High-quality recording data is crucial for model training. This document describes how to create high-quality recordings by considering the recording environment, devices, and process.
This document applies only to the China (Beijing) region. To use the models, you must use an API key from the China (Beijing) region.
Device
You can use devices such as mobile phones, digital voice recorders, or professional audio recorders.
Environment
Environment selection
When selecting a recording environment, the main considerations are reducing noise and reverberation. We recommend recording in a small room that is less than 10 square meters, especially one equipped with sound-absorbing devices for better results. You can also modify the room with low-cost, sound-absorbing cotton. This changes the planar reflection of sound waves to diffuse reflection, which reduces reverberation and improves recording quality.
Noise control
Outdoor noise: Close doors and windows to mitigate noise.

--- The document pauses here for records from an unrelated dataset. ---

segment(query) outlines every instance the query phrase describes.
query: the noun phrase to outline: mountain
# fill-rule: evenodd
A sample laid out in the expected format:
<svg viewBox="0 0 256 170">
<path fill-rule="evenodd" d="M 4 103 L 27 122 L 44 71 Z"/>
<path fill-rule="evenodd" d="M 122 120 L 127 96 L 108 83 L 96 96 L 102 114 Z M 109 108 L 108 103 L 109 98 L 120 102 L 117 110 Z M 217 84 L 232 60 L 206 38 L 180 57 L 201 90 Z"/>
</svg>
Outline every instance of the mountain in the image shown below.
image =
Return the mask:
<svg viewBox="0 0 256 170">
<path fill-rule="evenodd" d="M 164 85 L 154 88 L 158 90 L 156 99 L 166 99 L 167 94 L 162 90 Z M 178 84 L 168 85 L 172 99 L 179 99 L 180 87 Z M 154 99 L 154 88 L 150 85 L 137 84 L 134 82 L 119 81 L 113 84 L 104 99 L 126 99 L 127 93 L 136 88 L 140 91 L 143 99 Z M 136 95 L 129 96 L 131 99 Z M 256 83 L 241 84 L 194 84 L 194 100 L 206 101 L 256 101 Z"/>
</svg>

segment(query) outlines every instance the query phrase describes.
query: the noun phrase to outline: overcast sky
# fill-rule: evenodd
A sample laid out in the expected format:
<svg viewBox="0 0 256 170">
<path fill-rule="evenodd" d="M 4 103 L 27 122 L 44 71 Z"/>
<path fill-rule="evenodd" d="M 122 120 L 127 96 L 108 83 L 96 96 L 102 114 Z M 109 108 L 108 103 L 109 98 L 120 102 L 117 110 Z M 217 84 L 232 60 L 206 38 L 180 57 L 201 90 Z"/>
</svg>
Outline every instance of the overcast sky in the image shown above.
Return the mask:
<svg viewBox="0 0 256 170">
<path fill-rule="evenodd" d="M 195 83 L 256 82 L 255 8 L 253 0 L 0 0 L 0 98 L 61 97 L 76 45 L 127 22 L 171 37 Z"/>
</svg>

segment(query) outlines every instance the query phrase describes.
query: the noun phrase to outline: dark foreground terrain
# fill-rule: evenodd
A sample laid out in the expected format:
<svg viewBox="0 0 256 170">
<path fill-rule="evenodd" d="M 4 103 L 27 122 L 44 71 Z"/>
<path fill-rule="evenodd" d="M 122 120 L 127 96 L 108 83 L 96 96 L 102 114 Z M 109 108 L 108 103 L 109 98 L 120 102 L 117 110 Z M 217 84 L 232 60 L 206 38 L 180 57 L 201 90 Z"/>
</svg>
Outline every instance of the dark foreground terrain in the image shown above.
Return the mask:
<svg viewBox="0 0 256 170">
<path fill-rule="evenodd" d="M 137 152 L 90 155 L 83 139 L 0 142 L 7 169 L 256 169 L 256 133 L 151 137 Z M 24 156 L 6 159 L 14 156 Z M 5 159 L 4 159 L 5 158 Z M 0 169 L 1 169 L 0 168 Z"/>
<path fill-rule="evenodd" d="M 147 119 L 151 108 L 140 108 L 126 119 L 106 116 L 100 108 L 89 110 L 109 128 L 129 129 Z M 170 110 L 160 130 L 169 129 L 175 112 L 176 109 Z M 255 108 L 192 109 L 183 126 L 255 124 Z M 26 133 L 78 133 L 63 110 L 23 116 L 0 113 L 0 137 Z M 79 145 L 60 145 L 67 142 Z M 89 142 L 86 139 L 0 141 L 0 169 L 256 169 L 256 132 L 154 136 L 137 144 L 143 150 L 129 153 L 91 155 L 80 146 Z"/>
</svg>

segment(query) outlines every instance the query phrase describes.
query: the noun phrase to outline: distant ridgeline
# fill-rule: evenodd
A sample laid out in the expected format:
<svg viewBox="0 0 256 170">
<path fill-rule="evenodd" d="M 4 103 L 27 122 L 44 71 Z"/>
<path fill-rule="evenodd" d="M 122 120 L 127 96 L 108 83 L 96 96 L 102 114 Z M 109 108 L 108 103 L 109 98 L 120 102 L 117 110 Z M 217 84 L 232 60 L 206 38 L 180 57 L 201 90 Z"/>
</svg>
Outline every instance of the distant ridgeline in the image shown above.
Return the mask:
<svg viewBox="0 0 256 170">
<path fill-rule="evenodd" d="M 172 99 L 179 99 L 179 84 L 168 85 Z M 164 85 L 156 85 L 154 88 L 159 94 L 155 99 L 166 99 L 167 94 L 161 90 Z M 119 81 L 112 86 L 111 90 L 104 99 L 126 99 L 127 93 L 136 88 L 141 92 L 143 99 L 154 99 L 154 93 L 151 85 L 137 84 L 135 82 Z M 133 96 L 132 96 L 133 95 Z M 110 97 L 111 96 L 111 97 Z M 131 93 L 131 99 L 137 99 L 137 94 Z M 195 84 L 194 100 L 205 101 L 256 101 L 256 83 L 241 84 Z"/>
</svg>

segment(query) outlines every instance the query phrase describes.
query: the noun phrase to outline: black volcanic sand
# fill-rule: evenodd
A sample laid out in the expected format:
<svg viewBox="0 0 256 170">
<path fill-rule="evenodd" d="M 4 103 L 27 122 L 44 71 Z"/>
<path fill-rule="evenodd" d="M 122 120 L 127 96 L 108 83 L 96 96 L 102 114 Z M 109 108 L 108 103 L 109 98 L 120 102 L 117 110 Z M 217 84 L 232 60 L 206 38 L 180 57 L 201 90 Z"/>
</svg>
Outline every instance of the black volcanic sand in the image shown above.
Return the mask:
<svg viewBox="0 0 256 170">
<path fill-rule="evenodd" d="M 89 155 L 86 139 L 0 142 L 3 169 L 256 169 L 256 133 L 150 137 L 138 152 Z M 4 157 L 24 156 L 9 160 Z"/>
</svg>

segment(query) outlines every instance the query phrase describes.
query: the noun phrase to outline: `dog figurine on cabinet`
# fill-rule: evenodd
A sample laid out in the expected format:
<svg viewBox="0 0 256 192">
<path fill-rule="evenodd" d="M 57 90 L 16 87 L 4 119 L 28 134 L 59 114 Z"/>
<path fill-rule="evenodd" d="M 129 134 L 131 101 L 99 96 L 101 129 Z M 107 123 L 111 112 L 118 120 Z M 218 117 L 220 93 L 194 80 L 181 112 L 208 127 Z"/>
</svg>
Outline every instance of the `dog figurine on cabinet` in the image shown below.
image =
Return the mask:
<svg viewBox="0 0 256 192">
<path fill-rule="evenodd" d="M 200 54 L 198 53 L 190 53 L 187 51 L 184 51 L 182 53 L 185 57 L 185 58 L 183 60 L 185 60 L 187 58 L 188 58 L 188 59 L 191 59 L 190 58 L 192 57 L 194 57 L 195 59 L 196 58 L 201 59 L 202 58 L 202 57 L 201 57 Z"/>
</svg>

Indoor noise: Common sources of indoor noise include air conditioners, fans (including computer fans), fluorescent light ballasts, and human voices. To identify and eliminate these noise sources, you can record the ambient sound with a mobile phone and listen to the recording at a high volume.
Reverberation control
Reverberation is the auditory effect produced when sound reflects, refracts, diffuses, and gradually attenuates in a space. When sound waves reflect off smooth surfaces such as walls and glass, the sound can become muddy.
When you record, we recommend that you do not choose an empty room. Instead, use a location with sound-absorbing facilities or an environment with an irregular layout to reduce reverberation. Office areas and conference rooms typically have high reverberation and are not recommended as recording environments.
Instructions
A typical bedroom is a common and ideal recording environment. When you record, consider the following:
Maintain a distance of about 10 cm from the mobile phone to avoid plosives and air current problems that can result from being too close or too far away.
Close doors and windows to reduce outdoor noise.
Turn off the air conditioner or fan to reduce indoor noise interference.
Draw the curtains to reduce sound reflection from the glass.
Open cabinet doors and use items such as clothes or bed sheets to cover cabinet and desk surfaces. This reduces sound reflection from smooth surfaces and improves recording quality.
Scripts
In the script, avoid short sentences with only a few words. When you read, maintain fluency and avoid frequent or unnecessary pauses lasting 5 seconds or more. Long pauses can negatively affect the cloning and may cause it to fail.
We recommend that you familiarize yourself with the script before recording to determine the persona and performance style. Read with emotion and avoid a mechanical delivery to ensure the cloning meets your expectations.
There are no special restrictions on the script content. You can use content that is similar to the content you plan to synthesize.
If the scenario involves a mix of Chinese and English, you only need to record the part that you can read. After cloning, the model can automatically speak in both Chinese and English.
Do not read scripts that contain sensitive words. This will cause the cloning to fail.